Just as it had done in the Middle East and Africa, the indestructible and cheap AK worked its way from country to country, turning small conflicts into large wars.

THESE NEWLY IMPORTED AKS were ending up in the hands of groups like the antigovernment Revolutionary Armed Forces of Colombia (FARC), the Western Hemisphere’s largest guerrilla group; the left-wing National Liberation Army (ELN); and the United Self-Defense Forces of Colombia (AUC), the largest federation of right-wing paramilitaries. These groups have been accused of human rights abuses, kidnappings, bombings, assassinations, drug trafficking, airline hijackings, and extortion.

FARC is by far Colombia’s largest and best-equipped guerrilla group, with almost twenty thousand members. It was formed in 1966 by survivors of a U.S.-supported raid on a Communist Party-inspired cooperative calling itself the Independent Republic of Marquetalia.

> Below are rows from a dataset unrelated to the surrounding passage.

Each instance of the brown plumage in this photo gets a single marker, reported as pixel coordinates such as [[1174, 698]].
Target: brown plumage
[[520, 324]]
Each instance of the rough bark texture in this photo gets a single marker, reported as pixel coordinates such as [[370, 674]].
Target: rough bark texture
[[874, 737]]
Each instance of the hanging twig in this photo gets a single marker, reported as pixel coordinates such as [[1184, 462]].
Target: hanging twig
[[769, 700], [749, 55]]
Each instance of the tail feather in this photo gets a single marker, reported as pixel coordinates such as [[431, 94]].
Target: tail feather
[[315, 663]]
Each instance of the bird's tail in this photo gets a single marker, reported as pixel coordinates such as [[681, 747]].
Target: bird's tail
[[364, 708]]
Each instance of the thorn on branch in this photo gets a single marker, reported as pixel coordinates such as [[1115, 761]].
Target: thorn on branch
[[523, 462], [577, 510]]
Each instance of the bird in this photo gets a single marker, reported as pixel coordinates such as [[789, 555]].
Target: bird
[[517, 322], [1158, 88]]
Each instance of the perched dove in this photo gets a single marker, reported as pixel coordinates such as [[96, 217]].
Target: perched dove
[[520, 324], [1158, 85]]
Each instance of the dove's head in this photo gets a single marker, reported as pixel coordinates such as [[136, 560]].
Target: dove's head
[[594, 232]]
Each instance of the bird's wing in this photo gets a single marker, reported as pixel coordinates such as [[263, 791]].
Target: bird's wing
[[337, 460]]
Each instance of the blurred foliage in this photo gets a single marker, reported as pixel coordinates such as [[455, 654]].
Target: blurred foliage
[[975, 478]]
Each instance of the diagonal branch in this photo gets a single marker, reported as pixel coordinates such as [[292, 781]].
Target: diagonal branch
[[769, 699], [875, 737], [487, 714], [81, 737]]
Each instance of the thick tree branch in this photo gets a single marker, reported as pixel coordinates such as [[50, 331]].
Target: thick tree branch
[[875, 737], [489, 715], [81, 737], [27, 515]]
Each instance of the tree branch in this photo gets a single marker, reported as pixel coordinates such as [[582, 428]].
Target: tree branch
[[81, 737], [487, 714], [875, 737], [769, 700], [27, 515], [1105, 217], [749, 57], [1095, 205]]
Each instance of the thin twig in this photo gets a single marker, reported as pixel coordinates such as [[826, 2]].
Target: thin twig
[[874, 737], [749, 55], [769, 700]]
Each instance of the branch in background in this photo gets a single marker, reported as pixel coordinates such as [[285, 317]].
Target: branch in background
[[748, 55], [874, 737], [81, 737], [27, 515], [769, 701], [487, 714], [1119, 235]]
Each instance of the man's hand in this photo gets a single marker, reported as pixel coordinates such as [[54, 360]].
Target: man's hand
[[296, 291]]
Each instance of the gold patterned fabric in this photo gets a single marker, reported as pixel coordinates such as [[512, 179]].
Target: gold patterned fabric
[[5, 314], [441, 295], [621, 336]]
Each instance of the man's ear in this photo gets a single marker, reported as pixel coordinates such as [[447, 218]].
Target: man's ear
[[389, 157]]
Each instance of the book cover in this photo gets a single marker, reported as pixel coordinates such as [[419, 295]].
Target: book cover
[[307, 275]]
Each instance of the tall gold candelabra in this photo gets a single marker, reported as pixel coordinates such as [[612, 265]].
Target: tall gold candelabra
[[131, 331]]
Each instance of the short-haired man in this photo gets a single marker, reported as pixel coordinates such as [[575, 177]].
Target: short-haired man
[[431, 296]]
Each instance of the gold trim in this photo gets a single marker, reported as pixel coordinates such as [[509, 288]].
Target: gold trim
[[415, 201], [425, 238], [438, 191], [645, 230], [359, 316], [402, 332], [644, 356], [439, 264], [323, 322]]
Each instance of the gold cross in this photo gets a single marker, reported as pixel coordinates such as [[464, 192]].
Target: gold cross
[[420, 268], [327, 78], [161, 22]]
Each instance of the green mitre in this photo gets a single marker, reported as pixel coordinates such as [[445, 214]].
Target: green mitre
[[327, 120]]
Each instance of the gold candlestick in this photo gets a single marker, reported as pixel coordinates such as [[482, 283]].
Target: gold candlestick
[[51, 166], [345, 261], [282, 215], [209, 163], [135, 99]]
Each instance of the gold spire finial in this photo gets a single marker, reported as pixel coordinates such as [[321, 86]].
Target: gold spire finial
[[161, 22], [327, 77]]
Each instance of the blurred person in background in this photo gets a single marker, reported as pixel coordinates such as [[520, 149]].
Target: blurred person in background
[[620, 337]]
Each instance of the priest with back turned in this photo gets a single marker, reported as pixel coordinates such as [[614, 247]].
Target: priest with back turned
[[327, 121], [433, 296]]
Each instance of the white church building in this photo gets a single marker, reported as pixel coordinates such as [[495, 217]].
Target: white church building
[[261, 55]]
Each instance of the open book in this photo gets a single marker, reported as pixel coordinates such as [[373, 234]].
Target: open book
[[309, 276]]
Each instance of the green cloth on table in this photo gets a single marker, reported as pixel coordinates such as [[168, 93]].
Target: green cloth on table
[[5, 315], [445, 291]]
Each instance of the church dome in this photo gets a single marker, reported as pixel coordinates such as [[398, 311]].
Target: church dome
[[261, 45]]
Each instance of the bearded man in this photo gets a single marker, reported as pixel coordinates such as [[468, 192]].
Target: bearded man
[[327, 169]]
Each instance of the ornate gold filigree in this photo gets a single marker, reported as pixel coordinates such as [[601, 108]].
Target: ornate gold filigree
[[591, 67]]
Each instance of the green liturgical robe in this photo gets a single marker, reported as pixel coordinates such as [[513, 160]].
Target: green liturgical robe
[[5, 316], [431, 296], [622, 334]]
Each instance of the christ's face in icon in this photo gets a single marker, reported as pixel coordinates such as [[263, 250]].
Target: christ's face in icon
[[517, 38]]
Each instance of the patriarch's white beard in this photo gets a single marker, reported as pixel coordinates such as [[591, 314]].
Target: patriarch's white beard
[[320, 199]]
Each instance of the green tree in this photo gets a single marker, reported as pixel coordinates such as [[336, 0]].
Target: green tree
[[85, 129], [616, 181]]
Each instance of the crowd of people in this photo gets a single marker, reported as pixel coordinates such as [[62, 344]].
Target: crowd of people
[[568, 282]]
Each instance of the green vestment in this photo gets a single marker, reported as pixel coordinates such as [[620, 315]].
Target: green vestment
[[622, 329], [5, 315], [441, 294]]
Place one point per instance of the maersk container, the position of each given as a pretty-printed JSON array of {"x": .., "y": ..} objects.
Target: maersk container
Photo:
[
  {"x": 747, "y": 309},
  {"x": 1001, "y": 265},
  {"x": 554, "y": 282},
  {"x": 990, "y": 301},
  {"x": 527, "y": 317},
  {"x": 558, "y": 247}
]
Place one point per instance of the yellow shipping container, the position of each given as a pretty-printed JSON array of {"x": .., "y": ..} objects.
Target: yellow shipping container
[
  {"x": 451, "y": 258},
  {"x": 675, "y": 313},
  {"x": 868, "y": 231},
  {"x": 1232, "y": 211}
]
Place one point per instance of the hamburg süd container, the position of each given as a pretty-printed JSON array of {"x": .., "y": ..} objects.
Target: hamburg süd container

It controls of about half of the country, mainly in the southeastern jungle areas and plains surrounding the Andes. FARC reached a peak of power in 1999, and the president of Colombia, Andres Pastrana, had offered to give the group a huge tract of land twice the size of New Jersey if it would end its violent activities. These negotiations broke down and fighting between government forces and FARC continued. Although FARC originally received assistance from the Soviet Union and its satellite countries, it now finances itself through kidnapping, drug dealing, and extortion. FARC often uses child soldiers, many impressed against their will, armed with AKs.

ELN was founded in 1964 by Cuban-trained Colombian students inspired by the Cuban revolution. Currently the group has fewer than four thousand members and has been dealt military setbacks by right-wing paramilitary groups such as AUC. ELN finances itself by kidnapping and holding for ransom wealthy Colombians. It has also extorted from oil companies by threatening to bomb their pipelines and facilities. It is estimated that FARC and ELN take in $200 to $400 million annually, at least half of it from drug dealing, including protection money paid by growers and other dealers.

The last major group, AUC, grew from the consolidation of other right-wing paramilitary groups in 1997, expanded rapidly to about eight thousand members, and is still growing. The group has a stronghold in northern Colombia, where it receives funding from wealthy landowners and drug traffickers, but operates throughout the country. The AUC engages in drug smuggling itself. It attacks leftist guerrilla groups as well as trade activists and human rights organizations. It often recruits from citizens who have been victims of attack from left-wing groups. Although Colombia’s army does not officially support AUC, various human rights groups have documented ties between them.